Lara: I would massively dispute M.I.A’s fans being more “culturally astute;” her hipster fans are the same sorts who ponce around wearing Native American headdresses.
This is not the first or even the third time she’s appropriated niqab imagery (anyone remember her truly henious hoodie?) There are never any actual niqab-wearing women in her work, no indications that she’s actually listening to or incorporating the voices of Muslim women, let alone niqab-wearing Muslim women. She gets faaaar to much of a pass for her various politically illiterate posturings and it’s about time she was firmly called out on it.

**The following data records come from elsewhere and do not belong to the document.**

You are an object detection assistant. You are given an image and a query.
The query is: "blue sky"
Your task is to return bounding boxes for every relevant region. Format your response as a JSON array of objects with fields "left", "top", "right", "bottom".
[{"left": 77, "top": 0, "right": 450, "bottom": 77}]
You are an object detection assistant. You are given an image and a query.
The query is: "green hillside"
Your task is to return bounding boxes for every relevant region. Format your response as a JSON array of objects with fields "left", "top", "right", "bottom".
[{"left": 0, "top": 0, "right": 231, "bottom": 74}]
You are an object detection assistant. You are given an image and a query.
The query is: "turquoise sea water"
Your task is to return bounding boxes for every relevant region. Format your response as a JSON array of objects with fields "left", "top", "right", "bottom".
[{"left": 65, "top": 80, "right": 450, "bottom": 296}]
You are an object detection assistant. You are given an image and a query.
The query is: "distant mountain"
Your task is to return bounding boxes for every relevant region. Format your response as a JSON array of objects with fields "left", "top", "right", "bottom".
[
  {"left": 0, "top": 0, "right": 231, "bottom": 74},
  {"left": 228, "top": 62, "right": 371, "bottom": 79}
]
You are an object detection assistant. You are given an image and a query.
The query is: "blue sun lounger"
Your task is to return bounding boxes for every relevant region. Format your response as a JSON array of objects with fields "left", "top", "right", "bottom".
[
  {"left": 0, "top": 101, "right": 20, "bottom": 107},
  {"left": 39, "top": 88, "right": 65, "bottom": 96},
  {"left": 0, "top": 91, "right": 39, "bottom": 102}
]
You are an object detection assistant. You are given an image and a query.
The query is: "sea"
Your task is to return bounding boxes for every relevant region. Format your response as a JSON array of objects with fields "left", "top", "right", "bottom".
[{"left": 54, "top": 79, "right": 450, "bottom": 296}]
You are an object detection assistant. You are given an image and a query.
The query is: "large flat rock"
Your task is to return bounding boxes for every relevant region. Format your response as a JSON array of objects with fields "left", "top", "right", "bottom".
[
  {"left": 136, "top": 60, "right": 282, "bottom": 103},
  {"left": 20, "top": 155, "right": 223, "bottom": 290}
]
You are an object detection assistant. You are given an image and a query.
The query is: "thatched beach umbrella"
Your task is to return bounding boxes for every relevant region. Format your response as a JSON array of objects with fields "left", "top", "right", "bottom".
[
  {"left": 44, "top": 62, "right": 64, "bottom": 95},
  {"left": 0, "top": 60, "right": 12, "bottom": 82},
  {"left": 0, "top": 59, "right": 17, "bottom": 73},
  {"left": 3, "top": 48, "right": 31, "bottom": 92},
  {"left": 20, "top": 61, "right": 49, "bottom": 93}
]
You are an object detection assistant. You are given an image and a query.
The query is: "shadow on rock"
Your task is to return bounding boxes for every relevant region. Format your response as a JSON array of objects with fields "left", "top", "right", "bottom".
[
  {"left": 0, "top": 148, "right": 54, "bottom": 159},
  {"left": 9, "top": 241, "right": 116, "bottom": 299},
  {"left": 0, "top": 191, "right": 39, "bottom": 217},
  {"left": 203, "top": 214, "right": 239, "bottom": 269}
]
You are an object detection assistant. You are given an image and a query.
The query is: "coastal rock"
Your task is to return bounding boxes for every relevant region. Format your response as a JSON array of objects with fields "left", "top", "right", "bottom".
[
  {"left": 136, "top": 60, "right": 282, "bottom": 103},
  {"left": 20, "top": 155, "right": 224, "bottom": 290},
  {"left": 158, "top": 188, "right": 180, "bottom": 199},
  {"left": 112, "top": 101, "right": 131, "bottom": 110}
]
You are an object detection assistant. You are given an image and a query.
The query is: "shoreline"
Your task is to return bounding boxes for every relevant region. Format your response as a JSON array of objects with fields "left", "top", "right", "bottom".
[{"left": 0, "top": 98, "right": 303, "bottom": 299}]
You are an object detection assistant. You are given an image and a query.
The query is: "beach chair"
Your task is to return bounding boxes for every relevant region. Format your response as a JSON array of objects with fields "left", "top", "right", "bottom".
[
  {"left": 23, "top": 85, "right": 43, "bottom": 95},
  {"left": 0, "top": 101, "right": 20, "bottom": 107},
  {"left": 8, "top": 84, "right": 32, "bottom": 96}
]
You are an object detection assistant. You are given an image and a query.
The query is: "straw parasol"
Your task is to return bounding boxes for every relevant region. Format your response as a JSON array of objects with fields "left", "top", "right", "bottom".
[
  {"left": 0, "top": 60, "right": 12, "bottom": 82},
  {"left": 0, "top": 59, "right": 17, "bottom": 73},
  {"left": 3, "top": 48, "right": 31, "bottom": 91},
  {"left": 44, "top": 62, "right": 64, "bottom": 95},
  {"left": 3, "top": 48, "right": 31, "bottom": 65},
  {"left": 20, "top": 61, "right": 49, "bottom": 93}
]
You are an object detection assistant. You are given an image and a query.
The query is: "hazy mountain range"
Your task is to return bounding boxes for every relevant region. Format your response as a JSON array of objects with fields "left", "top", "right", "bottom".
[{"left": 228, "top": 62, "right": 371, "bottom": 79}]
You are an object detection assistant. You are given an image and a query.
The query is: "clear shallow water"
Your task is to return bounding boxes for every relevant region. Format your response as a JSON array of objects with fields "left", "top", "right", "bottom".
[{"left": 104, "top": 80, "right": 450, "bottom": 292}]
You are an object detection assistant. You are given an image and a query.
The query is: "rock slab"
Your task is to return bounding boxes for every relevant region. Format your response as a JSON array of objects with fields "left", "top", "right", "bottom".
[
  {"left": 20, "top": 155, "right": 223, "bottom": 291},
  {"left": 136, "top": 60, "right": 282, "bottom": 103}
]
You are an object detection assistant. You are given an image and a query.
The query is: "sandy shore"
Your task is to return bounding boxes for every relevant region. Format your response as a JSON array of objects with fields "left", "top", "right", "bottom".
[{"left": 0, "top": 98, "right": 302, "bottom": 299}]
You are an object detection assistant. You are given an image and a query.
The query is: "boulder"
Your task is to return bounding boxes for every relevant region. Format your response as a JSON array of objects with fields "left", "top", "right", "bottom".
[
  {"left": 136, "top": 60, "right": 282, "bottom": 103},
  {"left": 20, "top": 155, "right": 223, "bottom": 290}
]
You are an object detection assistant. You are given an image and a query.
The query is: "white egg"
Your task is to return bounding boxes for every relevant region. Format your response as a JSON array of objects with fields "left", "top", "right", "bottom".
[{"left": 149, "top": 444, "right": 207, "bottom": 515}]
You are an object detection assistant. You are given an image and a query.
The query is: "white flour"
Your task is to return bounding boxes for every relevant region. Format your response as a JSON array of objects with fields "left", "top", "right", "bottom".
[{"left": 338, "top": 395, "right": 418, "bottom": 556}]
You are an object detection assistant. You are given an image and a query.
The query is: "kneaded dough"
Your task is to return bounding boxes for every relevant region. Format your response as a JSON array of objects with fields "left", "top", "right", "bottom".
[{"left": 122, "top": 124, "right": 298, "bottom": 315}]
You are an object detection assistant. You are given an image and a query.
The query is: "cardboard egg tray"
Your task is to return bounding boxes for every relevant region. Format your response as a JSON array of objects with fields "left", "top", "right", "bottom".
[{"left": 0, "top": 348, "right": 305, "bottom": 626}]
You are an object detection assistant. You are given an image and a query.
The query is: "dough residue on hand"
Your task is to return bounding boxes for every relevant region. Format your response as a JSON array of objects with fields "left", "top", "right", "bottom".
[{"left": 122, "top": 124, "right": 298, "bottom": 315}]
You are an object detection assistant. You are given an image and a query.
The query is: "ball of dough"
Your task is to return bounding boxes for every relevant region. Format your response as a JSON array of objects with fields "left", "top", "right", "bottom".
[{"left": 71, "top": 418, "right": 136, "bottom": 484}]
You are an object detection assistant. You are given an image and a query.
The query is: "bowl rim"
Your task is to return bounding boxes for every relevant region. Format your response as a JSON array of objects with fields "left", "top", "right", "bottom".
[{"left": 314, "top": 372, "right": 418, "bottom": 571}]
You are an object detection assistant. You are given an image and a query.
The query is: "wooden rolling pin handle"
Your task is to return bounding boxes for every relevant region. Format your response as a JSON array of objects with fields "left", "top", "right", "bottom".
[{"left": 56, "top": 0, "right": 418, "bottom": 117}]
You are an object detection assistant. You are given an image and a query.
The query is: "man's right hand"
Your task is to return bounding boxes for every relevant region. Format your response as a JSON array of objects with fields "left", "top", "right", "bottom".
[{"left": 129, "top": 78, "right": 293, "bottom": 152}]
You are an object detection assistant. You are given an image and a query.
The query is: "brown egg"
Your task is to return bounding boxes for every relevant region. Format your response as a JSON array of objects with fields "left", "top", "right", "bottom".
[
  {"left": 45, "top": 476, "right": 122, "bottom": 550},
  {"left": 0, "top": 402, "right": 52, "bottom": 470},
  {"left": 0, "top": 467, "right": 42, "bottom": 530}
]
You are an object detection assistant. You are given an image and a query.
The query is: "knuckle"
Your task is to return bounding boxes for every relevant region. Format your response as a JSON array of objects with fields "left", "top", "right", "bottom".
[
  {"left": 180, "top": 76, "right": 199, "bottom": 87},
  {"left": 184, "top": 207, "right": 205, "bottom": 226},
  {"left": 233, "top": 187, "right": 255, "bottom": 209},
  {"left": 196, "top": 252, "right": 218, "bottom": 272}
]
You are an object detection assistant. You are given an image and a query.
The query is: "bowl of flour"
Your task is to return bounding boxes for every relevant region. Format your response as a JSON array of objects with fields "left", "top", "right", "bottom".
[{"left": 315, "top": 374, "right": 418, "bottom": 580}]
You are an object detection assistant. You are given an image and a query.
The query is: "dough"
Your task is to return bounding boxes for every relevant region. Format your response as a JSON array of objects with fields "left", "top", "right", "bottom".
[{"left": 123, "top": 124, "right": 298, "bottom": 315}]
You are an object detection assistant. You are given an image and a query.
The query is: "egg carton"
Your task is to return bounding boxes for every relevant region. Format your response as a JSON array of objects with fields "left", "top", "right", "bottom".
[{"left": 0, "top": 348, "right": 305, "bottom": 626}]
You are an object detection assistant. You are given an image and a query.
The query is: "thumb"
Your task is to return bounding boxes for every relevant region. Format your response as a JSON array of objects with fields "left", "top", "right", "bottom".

Azra: I can see why M.I.A.’s imagery and cultural reduction is problematic and racist, as is her crossing the line between raising awareness and being “refugee chic.” As someone who’s admired her music/voice/style, it’s been disappointing.
Fatemeh: INTERESTING DEVELOPMENT. Willow sent this story to me. Apparently, major themes in the video have been straight-up lifted from a video Sophia Al Maria’s without any attribution or prior agreement. Uncool.
Azra: That’s quite the spin and something I hadn’t even considered–what role did the director play in all this? While I don’t think we can let M.I.A. off the hook entirely here, clearly the director’s lifted off someone else’s work and brings his own baggage to the set.
I had no idea that the thriving girl drifter/street racer culture was popular in the Gulf before all this…
And Thanu Yakupitiyage nails the “problematic depictions of the Arab world” in a Hyphen post.
“But in “Bad Girls”’ depictions of the Arab world, I see a false, hyped-up misrepresentation of the region we now know for the Arab Spring. I’m bothered by M.I.A.’s reproduction of Orientalist tropes — “Orientalist” in Edward Said’s sense, of a distorted lens through which Arabs are viewed and “experienced” by the West.
That’s as far as we got in trying to parse this thing. Readers, what are your thoughts?